Staff Catering: Savings and Modernisation

The client

CB (Netherlands)

Industry sector: Logistics

Cost categories: Catering

 

About the project:

CB is a logistics company that started in 1871 and which for a long time focused on the storage and distribution of books. At the start of the century, the company diversified with other media products and supply chain stores.

CB has approximately 1,000 members of staff and organising the catering for so many people is no picnic. There were no complaints about the corporate restaurant or about the coffee and vending machines at the premises. Still, CB felt it would be wise to ask a catering expert to find out if things could be done better. As the company had good experiences with a finance project previously realised with Expense Reduction Analysts, it decided to call them in again.

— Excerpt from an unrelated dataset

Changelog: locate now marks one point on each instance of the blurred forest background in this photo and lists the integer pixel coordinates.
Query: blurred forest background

Arjan Schoonderwoerd of Expense Reduction Analysts started his career in the world of catering and knows all the ins and outs of this industry. “The canteen looked tidy and clean, but it wasn’t what you’d call modern. They still used the old-fashioned buffet set-up, where everyone has to stand in line with his tray. The caterer had been working with CB for years. When I looked at the costs per employee per day, I noticed there was considerable room for improvement.” Schoonderwoerd carefully split up the costs into ingredient purchasing, price policy, personnel costs and caterer’s margin.

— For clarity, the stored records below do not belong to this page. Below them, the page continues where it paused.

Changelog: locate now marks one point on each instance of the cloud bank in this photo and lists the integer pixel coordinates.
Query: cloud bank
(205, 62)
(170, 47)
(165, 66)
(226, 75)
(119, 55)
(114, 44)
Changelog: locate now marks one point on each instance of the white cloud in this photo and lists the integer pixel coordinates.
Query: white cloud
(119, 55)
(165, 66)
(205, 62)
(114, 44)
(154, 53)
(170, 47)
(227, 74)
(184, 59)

Gradually, CB decided to also modernise the restaurant, in consultation with ERA.

 

What the client says:

“I like ERA’s approach. First they make a thorough analysis and their reports are very transparent. They take the lead and responsibility as well. They have made life easier for us, while we never felt like we were losing control, thanks to transparent reports and communication. Usually, consultants make a recommendation and you just have to wait and see, but ERA realise the changes themselves and they do what they promise. I also like the fact that they work on a no cure, no pay basis, you only pay when the savings have been realised. And on top of that, the quality of the catering has improved, despite the huge cost savings.”

Karel ter Burg, CB Facility Services Manager

 

What Expense Reduction Analysts says:

“Such cost components are often well hidden in a contract, so it's difficult to see at a glance if they’re reasonable. Then there’s the soft side: what’s a cheese roll? What's soup? People’s expectations thereof change over time. A change always comes as a bit of a shock to canteen staff, you really have to support them in that. But all of them stayed on and looking back, they’re very happy about it.”